Todesangst
Und ich meine, Sie sollten nun auf Ihr Zimmer gehen und die ganze Sache überschlafen.«
»Wir brauchen Schutz«, beharrte Howard und versuchte dabei, seiner Stimme Autorität zu verleihen. »Was sollen wir denn tun, wenn der Killer wiederkommt?«
»Schauen Sie, mein lieber Freund, ich kann schließlich nicht die Nacht über hier sitzen und Ihr Händchen halten. Ich bin der einzige, der Dienst hat, und ich muß schließlich diesen ganzen verdammten Kreis im Auge behalten. Schließen Sie sich in Ihrem Zimmer ein, und gönnen Sie sich ’ne ordentliche Mütze Schlaf.«
Mit einem letzten Kopfnicken zum Geschäftsführer des ›Salmon Inn‹ schlurfte der Sheriff aus der Tür.
Der Geschäftsführer seinerseits lächelte Dr. Howard etwas mitleidig zu und verzog sich in sein Büro.
»Das ist doch nicht zu fassen«, sagte Howard mit einer Mischung von Verwirrung und Furcht. »Ich kann nicht glauben, daß niemand diesen südländischen Typ bemerkt hat.« Er trat in die Telefonzelle und blätterte das Telefonbuch nach Privatdetekteien durch. Es gab davon mehrere in Seattle, aber wo er auch anrief, überall meldete sich nur der Anrufbeantworter.

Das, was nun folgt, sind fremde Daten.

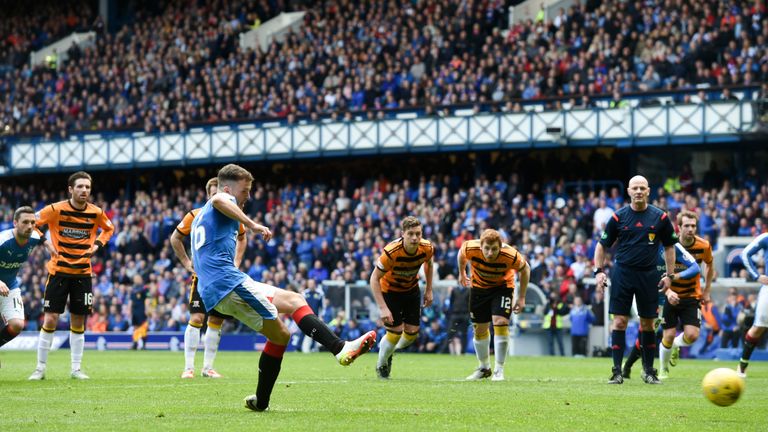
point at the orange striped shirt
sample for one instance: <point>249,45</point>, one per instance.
<point>73,233</point>
<point>401,270</point>
<point>492,274</point>
<point>702,252</point>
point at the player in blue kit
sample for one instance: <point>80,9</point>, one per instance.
<point>753,335</point>
<point>231,292</point>
<point>15,245</point>
<point>687,268</point>
<point>637,230</point>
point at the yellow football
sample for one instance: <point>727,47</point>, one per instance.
<point>722,386</point>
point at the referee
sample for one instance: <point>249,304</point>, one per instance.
<point>636,230</point>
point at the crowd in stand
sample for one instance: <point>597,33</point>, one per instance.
<point>336,232</point>
<point>182,65</point>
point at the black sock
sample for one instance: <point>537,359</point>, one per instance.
<point>269,369</point>
<point>618,344</point>
<point>313,327</point>
<point>6,335</point>
<point>634,355</point>
<point>648,344</point>
<point>749,346</point>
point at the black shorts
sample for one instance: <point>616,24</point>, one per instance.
<point>642,285</point>
<point>487,302</point>
<point>687,312</point>
<point>196,303</point>
<point>76,288</point>
<point>405,306</point>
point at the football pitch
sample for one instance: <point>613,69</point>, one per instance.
<point>142,391</point>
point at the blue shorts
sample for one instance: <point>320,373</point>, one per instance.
<point>627,283</point>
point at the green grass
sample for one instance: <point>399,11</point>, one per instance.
<point>142,391</point>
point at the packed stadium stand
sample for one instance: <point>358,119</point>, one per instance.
<point>168,66</point>
<point>179,64</point>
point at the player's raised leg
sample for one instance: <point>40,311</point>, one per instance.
<point>311,325</point>
<point>191,341</point>
<point>269,364</point>
<point>482,343</point>
<point>212,339</point>
<point>77,345</point>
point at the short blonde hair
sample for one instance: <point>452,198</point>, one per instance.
<point>233,173</point>
<point>490,236</point>
<point>212,182</point>
<point>409,222</point>
<point>687,213</point>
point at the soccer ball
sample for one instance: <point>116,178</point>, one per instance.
<point>722,386</point>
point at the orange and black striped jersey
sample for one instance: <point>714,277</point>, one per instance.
<point>73,233</point>
<point>185,226</point>
<point>400,268</point>
<point>491,274</point>
<point>701,251</point>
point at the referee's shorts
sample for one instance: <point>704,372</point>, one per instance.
<point>628,282</point>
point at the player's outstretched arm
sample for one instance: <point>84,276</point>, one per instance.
<point>525,276</point>
<point>231,210</point>
<point>461,261</point>
<point>177,244</point>
<point>386,314</point>
<point>428,274</point>
<point>600,278</point>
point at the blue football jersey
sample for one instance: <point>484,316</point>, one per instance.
<point>13,255</point>
<point>213,240</point>
<point>757,244</point>
<point>685,263</point>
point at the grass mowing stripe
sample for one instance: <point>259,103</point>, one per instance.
<point>139,391</point>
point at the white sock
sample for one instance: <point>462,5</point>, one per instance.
<point>191,341</point>
<point>76,346</point>
<point>386,348</point>
<point>43,347</point>
<point>212,338</point>
<point>664,354</point>
<point>500,346</point>
<point>680,341</point>
<point>306,344</point>
<point>482,349</point>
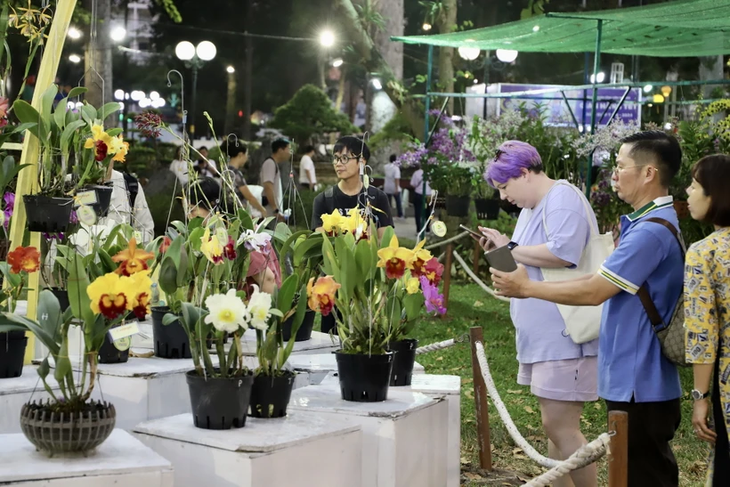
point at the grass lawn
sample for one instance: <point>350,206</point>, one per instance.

Er hinterließ jeweils einen Namen und die Telefonnummer des Hotels, hatte aber wenig Hoffnung, daß ihn noch jemand zurückrufen würde.
Als er aus der Telefonzelle herauskam, erklärte er Carol, daß sie sofort abreisen würden. Sie folgte ihm die Stufen hinauf. Doch beim Eintreten in ihr Zimmer protestierte sie: »Es ist bereits halb zehn!«
»Das ist mir gleich. Wir reisen so schnell wie möglich ab. Bitte packen Sie Ihre Sachen zusammen!«
»Habe ich eigentlich überhaupt nichts zu sagen?«
»Nein! Es war Ihre Entscheidung, diese Nacht noch hierzubleiben, und Ihre Entscheidung, diesen hilfreichen Polizisten zu rufen. Jetzt bin ich an der Reihe, und ich sage: Wir reisen ab!«
Etwa eine Minute lang stand Carol regungslos mitten im Zimmer und sah Howard beim Packen zu; dann fand sie, daß er vielleicht doch recht hätte. Zehn Minuten später trugen sie, wieder in ihren eigenen Kleidern, ihre Koffer zum Empfang hinunter, um sich abzumelden.

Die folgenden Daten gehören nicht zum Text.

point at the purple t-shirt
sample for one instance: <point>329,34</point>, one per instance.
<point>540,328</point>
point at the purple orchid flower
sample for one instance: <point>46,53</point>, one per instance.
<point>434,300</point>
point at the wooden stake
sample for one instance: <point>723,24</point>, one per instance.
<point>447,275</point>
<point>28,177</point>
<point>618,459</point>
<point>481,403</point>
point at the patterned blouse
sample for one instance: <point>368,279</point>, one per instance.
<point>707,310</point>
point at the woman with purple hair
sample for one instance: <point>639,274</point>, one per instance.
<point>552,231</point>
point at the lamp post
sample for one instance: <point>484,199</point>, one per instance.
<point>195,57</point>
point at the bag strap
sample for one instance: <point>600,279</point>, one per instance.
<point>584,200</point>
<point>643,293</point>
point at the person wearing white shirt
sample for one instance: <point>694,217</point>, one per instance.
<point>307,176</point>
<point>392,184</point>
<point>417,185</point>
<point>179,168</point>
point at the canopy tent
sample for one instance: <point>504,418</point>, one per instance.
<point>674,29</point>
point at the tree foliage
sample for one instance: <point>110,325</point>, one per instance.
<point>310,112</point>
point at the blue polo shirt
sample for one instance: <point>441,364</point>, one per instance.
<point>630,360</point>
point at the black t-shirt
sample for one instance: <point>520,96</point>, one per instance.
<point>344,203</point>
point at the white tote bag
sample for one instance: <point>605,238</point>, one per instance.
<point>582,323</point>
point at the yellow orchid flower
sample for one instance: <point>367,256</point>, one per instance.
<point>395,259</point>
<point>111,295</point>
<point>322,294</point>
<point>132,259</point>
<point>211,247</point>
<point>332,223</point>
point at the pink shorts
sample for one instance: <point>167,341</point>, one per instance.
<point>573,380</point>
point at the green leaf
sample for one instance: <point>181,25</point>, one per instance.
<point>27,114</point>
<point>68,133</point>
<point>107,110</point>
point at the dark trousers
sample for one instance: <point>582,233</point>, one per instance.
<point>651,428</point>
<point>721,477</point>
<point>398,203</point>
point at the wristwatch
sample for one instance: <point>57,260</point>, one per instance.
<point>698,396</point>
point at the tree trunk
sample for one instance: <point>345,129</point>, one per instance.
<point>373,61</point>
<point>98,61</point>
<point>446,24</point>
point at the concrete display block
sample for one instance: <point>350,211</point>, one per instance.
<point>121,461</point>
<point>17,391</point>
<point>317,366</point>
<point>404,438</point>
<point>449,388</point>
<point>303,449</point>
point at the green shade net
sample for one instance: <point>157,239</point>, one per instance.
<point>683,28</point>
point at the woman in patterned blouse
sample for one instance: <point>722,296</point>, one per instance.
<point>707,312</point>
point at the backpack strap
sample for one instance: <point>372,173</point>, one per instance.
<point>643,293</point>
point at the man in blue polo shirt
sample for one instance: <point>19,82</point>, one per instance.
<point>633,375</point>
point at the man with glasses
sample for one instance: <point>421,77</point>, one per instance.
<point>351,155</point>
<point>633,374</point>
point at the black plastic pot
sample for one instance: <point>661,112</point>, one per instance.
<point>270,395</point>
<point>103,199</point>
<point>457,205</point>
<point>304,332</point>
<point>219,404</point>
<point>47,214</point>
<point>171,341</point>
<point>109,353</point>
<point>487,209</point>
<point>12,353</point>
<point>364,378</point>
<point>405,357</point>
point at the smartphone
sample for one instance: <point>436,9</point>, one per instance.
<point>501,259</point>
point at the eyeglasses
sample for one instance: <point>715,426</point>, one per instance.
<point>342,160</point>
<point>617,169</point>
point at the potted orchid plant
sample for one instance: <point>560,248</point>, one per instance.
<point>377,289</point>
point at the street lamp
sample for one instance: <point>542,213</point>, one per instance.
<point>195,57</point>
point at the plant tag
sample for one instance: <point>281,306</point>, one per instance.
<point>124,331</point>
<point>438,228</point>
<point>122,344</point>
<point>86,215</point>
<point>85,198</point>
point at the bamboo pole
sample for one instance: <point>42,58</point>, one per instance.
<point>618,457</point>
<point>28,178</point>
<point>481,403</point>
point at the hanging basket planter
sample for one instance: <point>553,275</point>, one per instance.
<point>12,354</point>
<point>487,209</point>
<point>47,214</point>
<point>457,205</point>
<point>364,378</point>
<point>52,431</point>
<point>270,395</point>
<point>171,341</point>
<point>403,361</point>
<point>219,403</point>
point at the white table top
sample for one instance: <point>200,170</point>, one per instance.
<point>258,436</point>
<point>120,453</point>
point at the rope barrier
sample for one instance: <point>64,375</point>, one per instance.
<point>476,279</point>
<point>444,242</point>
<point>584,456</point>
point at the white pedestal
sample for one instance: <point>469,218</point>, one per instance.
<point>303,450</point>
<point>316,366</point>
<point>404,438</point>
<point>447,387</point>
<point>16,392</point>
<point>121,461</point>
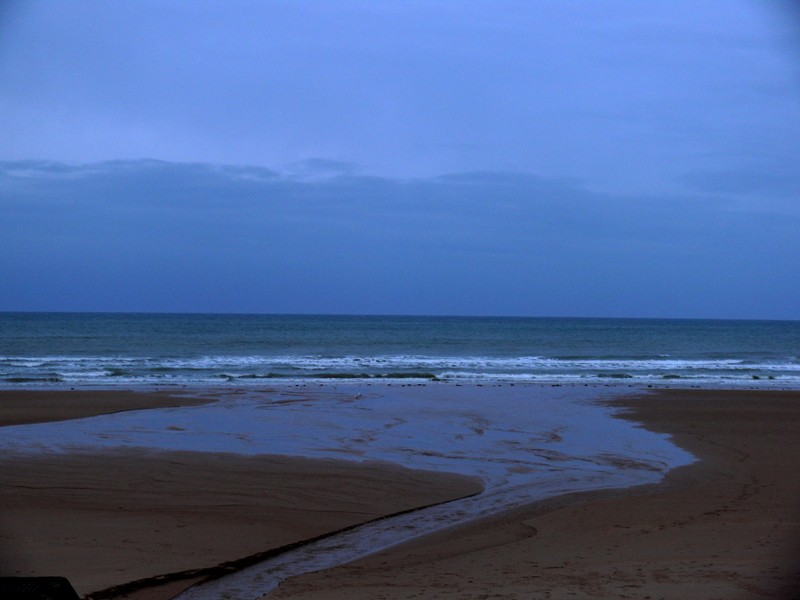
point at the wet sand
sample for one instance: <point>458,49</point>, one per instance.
<point>727,527</point>
<point>105,519</point>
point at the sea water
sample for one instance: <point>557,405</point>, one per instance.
<point>85,350</point>
<point>516,402</point>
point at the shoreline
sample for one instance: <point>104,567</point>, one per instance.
<point>518,552</point>
<point>726,526</point>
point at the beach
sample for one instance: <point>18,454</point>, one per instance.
<point>723,527</point>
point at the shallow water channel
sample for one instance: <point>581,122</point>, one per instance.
<point>525,442</point>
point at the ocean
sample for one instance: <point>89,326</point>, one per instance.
<point>116,349</point>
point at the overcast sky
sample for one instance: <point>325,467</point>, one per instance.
<point>608,158</point>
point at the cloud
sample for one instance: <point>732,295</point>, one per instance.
<point>153,235</point>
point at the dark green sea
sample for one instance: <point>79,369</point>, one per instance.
<point>83,349</point>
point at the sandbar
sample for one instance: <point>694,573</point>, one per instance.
<point>725,527</point>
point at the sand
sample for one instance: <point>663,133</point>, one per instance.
<point>104,519</point>
<point>726,527</point>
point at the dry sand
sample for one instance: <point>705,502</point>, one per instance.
<point>726,527</point>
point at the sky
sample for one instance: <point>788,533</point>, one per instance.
<point>614,158</point>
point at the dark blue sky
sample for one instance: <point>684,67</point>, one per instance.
<point>618,158</point>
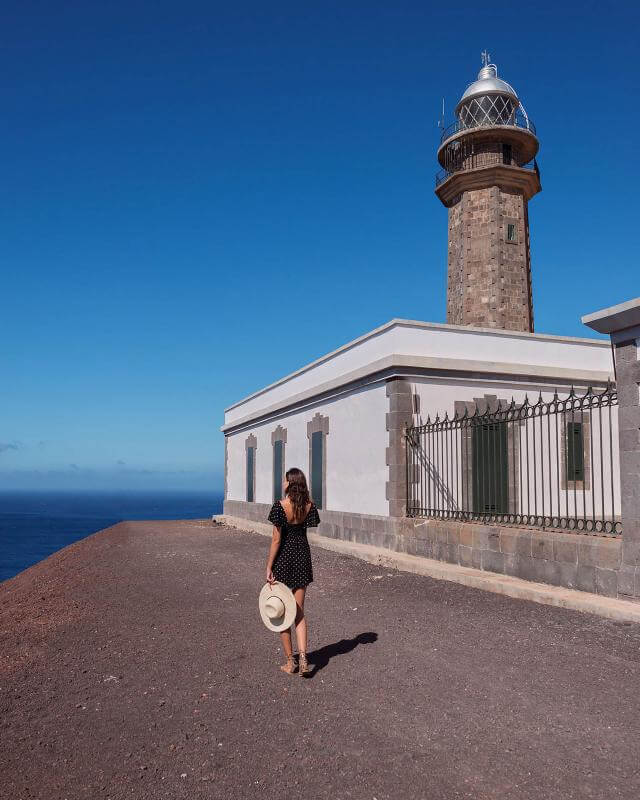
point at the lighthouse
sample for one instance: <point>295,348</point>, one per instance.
<point>489,174</point>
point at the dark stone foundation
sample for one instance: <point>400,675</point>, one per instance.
<point>575,561</point>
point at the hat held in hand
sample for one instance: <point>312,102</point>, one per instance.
<point>277,606</point>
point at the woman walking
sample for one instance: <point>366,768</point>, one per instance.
<point>289,558</point>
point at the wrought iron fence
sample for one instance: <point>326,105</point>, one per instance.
<point>550,463</point>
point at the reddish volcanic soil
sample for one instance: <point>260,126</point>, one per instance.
<point>134,664</point>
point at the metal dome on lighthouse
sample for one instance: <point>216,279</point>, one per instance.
<point>488,176</point>
<point>488,100</point>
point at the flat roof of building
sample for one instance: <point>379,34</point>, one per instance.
<point>614,318</point>
<point>419,324</point>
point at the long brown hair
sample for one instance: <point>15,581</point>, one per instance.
<point>298,493</point>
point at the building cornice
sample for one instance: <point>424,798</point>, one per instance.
<point>399,322</point>
<point>420,366</point>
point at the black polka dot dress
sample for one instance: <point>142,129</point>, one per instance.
<point>292,564</point>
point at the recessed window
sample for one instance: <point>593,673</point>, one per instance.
<point>278,458</point>
<point>251,456</point>
<point>575,451</point>
<point>317,446</point>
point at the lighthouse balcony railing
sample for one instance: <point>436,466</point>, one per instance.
<point>517,121</point>
<point>443,174</point>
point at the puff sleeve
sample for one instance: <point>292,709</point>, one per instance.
<point>313,518</point>
<point>277,516</point>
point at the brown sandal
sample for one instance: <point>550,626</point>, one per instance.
<point>290,666</point>
<point>303,668</point>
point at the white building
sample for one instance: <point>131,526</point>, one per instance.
<point>504,442</point>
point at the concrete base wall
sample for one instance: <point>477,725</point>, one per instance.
<point>575,561</point>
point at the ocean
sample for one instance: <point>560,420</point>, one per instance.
<point>33,525</point>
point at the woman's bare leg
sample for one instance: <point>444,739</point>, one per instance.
<point>290,665</point>
<point>300,621</point>
<point>285,637</point>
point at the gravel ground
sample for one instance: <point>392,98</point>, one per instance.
<point>134,664</point>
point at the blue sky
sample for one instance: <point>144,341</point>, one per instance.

»Leider muß ich Ihnen diese Nacht noch berechnen«, sagte der Mann am Empfang.
Howard versuchte nicht, mit ihm darüber zu handeln. Er bat vielmehr darum, ihm seinen Wagen vor den Eingang zu fahren, und drückte dem Mann fünf Dollar Trinkgeld in die Hand, woraufhin der diesem Wunsch bereitwillig nachkam.
Jason Howard hatte gehofft, daß er sich weniger ängstlich und weniger angreifbar fühlen würde, wenn er erst einmal in seinem Wagen säße. Leider war keines von beidem der Fall. Als er vom Hotel wegfuhr und dann die dunkle Bergstraße hinunter, wurde ihm vielmehr so richtig bewußt, wie abgeschnitten sie hier waren. Eine Viertelstunde später entdeckte er im Rückspiegel Scheinwerfer hinter sich. Zunächst wollte er sich gar nicht darum kümmern, aber dann bemerkte er, daß sie immer näher kamen, obwohl er ständig beschleunigte. Sein früheres Angstgefühl kehrte zurück, seine Handflächen wurden feucht.
»Da ist einer hinter uns«, sagte er.
Carol drehte sich um und schaute durch das Rückfenster. Sie durchfuhren gerade eine Kurve, und die Lichter verschwanden. Doch auf der nächsten Geraden waren sie wieder da - näher als vorher. Carol blickte starr vor sich hin. »Ich habe Ihnen ja gesagt, wir sollten dort bleiben.«
»Sehr hilfreich!« entgegnete er sarkastisch.
Er trat das Gaspedal noch weiter durch. Jetzt waren sie schon auf über sechzig Meilen pro Stunde auf dieser schmalen und kurvigen Straße. Er umklammerte das Lenkrad fester. Zugleich warf er einen Blick in den Rückspiegel. Der Wagen war jetzt dicht hinter ihnen, seine Scheinwerfer wirkten wie die Augen eines Monsters. Howard versuchte sich irgend etwas einfallen zu lassen, aber er sah keine andere Möglichkeit als die, den Verfolger abzuschütteln. Sie kamen zur nächsten Kurve, Jason Howard zog das Steuer herum und sah, wie sich der Mund des Mädchens neben ihm zu einem unterdrückten Schrei öffnete. Der Wagen drohte auszubrechen. Er bremste, und sie schleuderten erst auf die eine, dann auf die andere Seite. Carol griff haltsuchend nach dem Armaturenbrett; Howard fühlte, wie sich sein Anschnallgurt straffte.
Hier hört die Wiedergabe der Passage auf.